(Publicado por Alfaguara)
Una novela de Javier Marías siempre es un acontecimiento. En esta ocasión, el protagonista es Tomás Nevinson, marido de Berta Isla, que después de dejar el servicio activo es reclutado para que trate de localizar —y ejecutar— a una de las participantes en los atentados de la casa-cuartel de Zaragoza o el de Hipercor. Y ahí es dónde surge el dilema moral: ¿está bien dedicar tanta energía y recursos a eliminar a alguien diez años después?

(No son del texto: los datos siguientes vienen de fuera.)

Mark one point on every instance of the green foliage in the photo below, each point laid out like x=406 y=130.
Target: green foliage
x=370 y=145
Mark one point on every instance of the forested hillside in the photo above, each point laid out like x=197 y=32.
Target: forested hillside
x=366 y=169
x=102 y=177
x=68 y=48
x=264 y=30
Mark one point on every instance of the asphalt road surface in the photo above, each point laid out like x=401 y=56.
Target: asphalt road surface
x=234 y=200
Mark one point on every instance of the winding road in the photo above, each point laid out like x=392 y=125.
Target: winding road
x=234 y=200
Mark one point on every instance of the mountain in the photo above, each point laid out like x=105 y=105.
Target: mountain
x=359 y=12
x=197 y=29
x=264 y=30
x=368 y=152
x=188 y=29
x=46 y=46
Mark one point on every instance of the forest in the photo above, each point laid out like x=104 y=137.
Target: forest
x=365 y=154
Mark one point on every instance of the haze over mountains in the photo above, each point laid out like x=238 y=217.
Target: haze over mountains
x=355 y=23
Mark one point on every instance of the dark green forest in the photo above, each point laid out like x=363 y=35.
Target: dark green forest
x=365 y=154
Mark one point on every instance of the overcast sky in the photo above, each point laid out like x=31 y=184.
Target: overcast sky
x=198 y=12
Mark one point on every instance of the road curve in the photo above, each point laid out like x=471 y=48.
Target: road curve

“Dándole vueltas al asunto aquella noche, tras haber concertado con reluctancia una cita con Tupra para los siguientes días, pensé en lo mucho que se parecían esos organismos nuestros a las mafias, en las que se entra y de las que uno puede ser expulsado —normalmente la expulsión es total, suele llevar aparejada la expulsión del mundo y de la vida—, pero de las que no se sale voluntariamente, y si se sale de mutuo acuerdo, como había sido mi caso, uno acaba descubriendo que tan solo estaba de permiso o con una excedencia, por tiempo que se alargaran uno y otra. Aquellos a losq ue uno ha servido tienen información ilimitada sobre su pasado, conocen los hechos que llevó a cabo por indicación suya, y por tanto poseen la capacidad de tergiversarlos y presentarlos a una luz incriminatoria y fea. Basta con introducir un poco de verdad en la mentira para que ésta no solo resulte creíble, sino irrefutable. Estamos en manos de quienes nos conocen de antaño, los que más pueden perjudicarnos son quienes nos han visto de jóvenes y nos han moldeado, no digamos quienes nos han contratado y pagado, o se han portado bien y nos han hecho favores. Nadie escapa a eso, a lo que se sabe que sufrió o que hizo, a los ultrajes recibidos, a los miedos no vencidos y a los resarcimientos que nos hemos ido cobrando en presencia de testigos o con su vital ayuda. Por eso muchos detestan y no soportan a sus antiguos benefactores, y ven al que los sacó de un apuro o de la miseria, o aun los salvó de la muerte, como a su mayor peligro y su mayor enemigo: es el último con quien desean cruzarse. Sin duda era Tupra mi mayor enemigo, sabía en el mundo de mi trayectoria, infinitamente más que Berta, que mis padres muertos, que mis hijos vivos, ellos lo ignoraban todo. Y Berman Tupra era, además, un artista de la calumnia”.